In letters to six special purpose acquisition companies ("SPACs"), Senators Elizabeth Warren (D-MA), Sherrod Brown (D-OH), Tina Smith (D-MN) and Chris Van Hollen (D-MD) raised concerns over "misaligned" investor and sponsor interests under the SPACs structure. The Senators stated that the letters are intended to request information "about your use of SPACs in order to understand what sort of Congressional or regulatory action may be necessary to better protect investors and market integrity and ensure a fair, orderly, and efficient marketplace." The letters were also sent to SEC Chair Gary Gensler and FINRA President and CEO Robert W. Cook.
In their letters, the Senators questioned the growth of the SPAC market and the structure of SPACs, which they claimed is skewed in favor of large institutional investors. The Senators expressed concern that SPAC sponsors may not conduct adequate due diligence on merger targets or may agree to a deal that is not in the best interest of the SPAC's investors due to the two-year time limit for SPAC sponsors to acquire or merge with a private company.

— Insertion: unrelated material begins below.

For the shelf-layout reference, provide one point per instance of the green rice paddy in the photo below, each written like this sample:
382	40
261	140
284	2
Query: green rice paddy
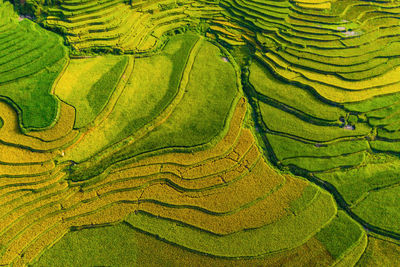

The Senators noted that SPAC sponsors are not required to provide the same disclosures as firms seeking to go public in a traditional initial public offering.
The Senators pointed out that SPAC sponsors "make, on average, several times their initial investment" regardless of the performance of the company they take public. Moreover, the Senators cited statistics from a J.P. Morgan report indicating that on average, a SPAC sponsor may receive returns of 958 percent, while an investor selling the investor's stock and warrants immediately before a merger may average a 40 percent return. In contrast, the Senators observed that "the average one-year return following a merger was -15.6%."
The Senators sought information from the six SPAC creators regarding, among other things:
- their relationship with, including investments in and labor provided to, the SPACs;
- their communications with potential or existing investors as to (i) investment solicitation, (ii) the performance of the SPACs and (iii) proposed acquisition or merger voting;
- how the creator is compensated;
- potential conflicts of interest; and
- legal or regulatory action taken against themselves, a SPAC and its target company or the merged company.
The letters are generally identical except for paragraphs tailored to a description of negative events as to each specific SPAC.
The issues raised by the letter - particularly as to conflicts of interest and disclosure - are matters of genuine policy concern and are not going to go away. The financial industry should work with legislators and regulators to craft improvements in the laws governing SPACs.
Legislators and regulators might also consider whether some degree of self-criticism is in order as to the costs that they have imposed on ordinary initial public offerings of securities. These costs are at least partially responsible for private companies seeking alternatives to IPOs to raise money, whether those alternatives are going public through a SPAC or being acquired by a larger established company.